Гемохроматоз впервые был описан Ф. Реклингаузеном в 1889 г. Заболевание характеризуется выраженным накоплением железа, большая часть которого откладывается в паренхиматозных органах — печени и поджелудочной железе. Железо также может накапливаться в сердце, суставах или эндокринных органах.

Первичный, или наследственный, гемохроматоз — гомозиготное рецессивное наследственное заболевание, вызванное повышенным всасыванием железа. Вторичный, или приобретенный, гемохроматоз — это накопление железа в тканях в результате парентерального введения препаратов железа (обычно в форме трансфузий) или по другим причинам. Мы будем использовать термин «гемохроматоз» для обозначения наследственного заболевания, а термин «гемосидероз» — для приобретенного.

Общий пул железа в организме взрослого человека в норме варьирует от 2 до 6 г. Приблизительно 0,5 г железа аккумулируется в печени, а 98% из этого количества накапливается в гепатоцитах. При гемохроматозе общее количество железа в организме может достигать 50 г, при этом более 30% его накапливается в печени. Для гемохроматоза характерны следующие признаки:
- железо накапливается в течение всей жизни, а повреждения, вызываемые повышенным содержанием железа, прогрессируют медленно, поэтому заболевание обычно манифестирует в возрасте 40-60 лет;
- среди больных преобладают мужчины (соотношение мужчин и женщин составляет 5-7:1). Клинические симптомы заболевания у мужчин проявляются значительно раньше. Это частично связано с тем, что у женщин накопление железа происходит медленнее из-за его физиологической потери (менструации, беременность);
- при развернутой картине заболевания мелкоузловой цирроз печени выявляют у всех пациентов, сахарный диабет — у 75-80% больных, гиперпигментацию кожи — у 75-80% пациентов.

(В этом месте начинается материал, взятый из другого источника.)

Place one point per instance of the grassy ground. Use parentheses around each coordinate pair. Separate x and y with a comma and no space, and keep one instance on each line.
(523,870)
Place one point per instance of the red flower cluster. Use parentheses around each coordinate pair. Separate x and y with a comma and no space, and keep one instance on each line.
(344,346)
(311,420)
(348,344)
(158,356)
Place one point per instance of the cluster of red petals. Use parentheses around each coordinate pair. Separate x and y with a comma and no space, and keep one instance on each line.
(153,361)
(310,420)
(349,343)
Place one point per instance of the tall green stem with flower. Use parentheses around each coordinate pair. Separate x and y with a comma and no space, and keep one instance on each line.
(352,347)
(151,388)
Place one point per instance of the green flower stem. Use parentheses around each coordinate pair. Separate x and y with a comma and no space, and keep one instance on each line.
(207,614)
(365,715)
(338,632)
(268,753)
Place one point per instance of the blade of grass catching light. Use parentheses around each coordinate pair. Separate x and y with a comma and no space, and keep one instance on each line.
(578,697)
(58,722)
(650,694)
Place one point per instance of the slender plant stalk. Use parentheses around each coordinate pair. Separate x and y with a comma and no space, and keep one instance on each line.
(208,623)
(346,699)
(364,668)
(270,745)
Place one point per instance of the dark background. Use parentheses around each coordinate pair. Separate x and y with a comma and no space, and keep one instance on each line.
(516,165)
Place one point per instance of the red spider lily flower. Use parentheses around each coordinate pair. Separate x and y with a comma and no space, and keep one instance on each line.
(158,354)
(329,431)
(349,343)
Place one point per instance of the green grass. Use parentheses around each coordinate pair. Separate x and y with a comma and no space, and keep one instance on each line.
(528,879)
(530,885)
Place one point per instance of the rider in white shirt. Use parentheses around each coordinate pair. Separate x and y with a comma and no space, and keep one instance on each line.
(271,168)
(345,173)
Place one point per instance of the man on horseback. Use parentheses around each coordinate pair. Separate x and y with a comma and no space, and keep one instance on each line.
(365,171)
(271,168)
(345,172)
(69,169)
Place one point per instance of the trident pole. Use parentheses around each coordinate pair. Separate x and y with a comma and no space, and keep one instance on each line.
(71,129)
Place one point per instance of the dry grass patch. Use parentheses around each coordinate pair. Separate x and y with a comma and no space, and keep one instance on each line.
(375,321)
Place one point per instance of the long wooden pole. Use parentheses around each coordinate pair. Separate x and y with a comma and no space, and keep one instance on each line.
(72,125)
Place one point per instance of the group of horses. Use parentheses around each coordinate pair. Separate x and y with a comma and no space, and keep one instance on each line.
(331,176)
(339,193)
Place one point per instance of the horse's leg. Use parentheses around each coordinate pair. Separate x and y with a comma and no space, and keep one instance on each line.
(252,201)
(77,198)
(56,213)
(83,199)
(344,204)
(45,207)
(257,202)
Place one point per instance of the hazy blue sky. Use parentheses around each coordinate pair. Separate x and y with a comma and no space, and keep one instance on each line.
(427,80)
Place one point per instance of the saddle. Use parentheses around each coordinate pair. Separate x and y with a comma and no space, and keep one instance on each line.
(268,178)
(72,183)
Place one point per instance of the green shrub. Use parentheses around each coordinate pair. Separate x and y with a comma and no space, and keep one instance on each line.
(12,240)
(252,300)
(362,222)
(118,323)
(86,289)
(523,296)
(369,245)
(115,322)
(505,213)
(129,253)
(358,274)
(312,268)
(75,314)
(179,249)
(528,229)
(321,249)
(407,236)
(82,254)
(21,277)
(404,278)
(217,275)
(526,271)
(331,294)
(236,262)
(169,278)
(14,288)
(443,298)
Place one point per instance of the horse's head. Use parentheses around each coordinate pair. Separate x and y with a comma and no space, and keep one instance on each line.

Классификация состояний с накоплением железа

а) Патогенез. Поскольку в организме человека отсутствуют механизмы регуляции выведения железа, уровень его полностью зависит от интенсивности всасывания в кишечнике. При гемохроматозе всасывание железа, поступающего с пищей, аномально возрастает, что приводит к постепенному накоплению железа (0,5-1,0 г в год) преимущественно в печени. Болезнь проявляется клинически после накопления в организме 20 г железа. Высокая концентрация железа оказывает прямое токсическое воздействие на ткани организма за счет:
(1) перекисного окисления липидов под действием свободных радикалов, катализируемых ионами железа;
(2) стимуляции образования коллагена путем активации звездчатых клеток печени;
(3) взаимодействия АФК и железа с ДНК, что приводит к необратимому повреждению клетки или предрасполагает к развитию ГЦК.

При обратимом повреждении клеток удаление избытка железа в ходе лечения способствует восстановлению функции пораженной ткани.

Основным регулятором всасывания железа является белок гепсидин (пептид, экспрессируемый в печени, LEAP1), кодируемый геном НАМР и обладающий антимикробной активностью. Гепсидин вырабатывают гепатоциты в виде пропептида, состоящего из 84 аминокислот, затем он расщепляется на активный белок, содержащий 25 аминокислот, и мелкие циркулирующие полипептиды, состоящие из 20 и 23 аминокислот. Транскрипция гепсидина усиливается под влиянием провоспалительных цитокинов и железа, а снижается при дефиците железа, гипоксии и неэффективном эритропоэзе. Гепсидин связывается с белком клеточного канала выведения железа ферропортином, вызывая его интернализацию и протеолиз, что препятствует высвобождению железа из макрофагов и клеток тонкой кишки. Так гепсидин снижает уровень железа в плазме крови. Таким образом, дефицит гепсидина приводит к повышению концентрации железа в плазме.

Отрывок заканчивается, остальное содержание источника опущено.